Based on the idea that dysfunctional thought patterns lead to distressing emotions and unwanted behaviors, CBT offers solutions by challenging unhealthy thoughts and replacing them with more helpful, balanced thoughts allowing for regulation of distressing emotions. Learn more about CBT.
Eye Movement Desensitization Reprocessing enables people to heal from the emotional distress of trauma by utilizing a structured process that promotes safety, stabilization, and ultimately the processing of traumatic memories. It uses techniques that promote the development of new cognitive insights in order to lessen current emotional distress from past traumas. Learn more about EMDR.
Mindfulness practice teaches the client to be fully present in the moment and take a non-judgmental stance to thoughts and feelings. Mindfulness meditation practices relaxation to combat negative reactions and dysfunctional thoughts with the goal of reducing stress and enhancing overall well-being.
Internal Family Systems (IFS) is an evidence-based integrative therapy that works from the assumption that each person's internal world is made of up a core self as well as many inner parts or subpersonalities that inform our actions and ways of being. Founded by Dr. Richard Schwartz, IFS works to identify parts and better understand the role of these various parts so that emotional healing can occur. This modality is often used for those with dissociation and trauma.

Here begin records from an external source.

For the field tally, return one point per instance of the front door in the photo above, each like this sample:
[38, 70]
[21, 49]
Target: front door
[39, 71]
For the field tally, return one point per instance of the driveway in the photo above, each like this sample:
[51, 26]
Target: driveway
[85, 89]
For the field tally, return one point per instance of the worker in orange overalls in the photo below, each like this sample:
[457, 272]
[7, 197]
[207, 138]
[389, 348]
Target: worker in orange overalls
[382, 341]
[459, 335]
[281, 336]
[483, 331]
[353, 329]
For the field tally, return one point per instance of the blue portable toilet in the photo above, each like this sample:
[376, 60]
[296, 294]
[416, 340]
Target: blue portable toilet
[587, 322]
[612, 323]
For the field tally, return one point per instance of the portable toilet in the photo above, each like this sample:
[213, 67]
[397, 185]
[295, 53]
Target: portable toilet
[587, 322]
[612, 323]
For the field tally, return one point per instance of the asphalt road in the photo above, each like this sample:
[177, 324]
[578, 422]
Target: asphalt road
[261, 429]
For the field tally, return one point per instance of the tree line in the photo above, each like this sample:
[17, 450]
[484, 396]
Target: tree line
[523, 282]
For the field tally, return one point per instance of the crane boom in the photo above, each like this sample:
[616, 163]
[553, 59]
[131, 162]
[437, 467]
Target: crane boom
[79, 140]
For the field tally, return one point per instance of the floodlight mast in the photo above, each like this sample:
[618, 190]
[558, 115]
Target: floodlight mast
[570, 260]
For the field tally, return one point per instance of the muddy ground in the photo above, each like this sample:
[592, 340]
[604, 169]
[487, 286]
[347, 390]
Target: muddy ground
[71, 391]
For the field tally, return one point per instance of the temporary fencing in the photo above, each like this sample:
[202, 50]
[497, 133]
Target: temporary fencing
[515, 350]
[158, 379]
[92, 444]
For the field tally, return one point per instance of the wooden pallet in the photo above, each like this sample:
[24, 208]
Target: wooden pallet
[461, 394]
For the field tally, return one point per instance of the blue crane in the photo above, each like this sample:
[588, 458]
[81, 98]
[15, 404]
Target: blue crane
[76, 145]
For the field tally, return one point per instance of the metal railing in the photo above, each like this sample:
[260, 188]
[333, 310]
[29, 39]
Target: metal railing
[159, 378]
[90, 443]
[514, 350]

This approach focuses on finding solutions in the present and exploring hopes and goals for the future. It does not go back in time or analyze problems, but instead believes that client has the knowledge and strengths to solve his or her own problems with the therapist to help guide the process using solution-oriented questions.
Exposure therapy helps people confront their fears by replacing avoidance behaviors with a process that gradually exposes the client to their fear in a safe, supportive way. By slowly increasing the difficulty of the exposure, the client becomes less sensitive and is able to replace negative associations with more realistic views.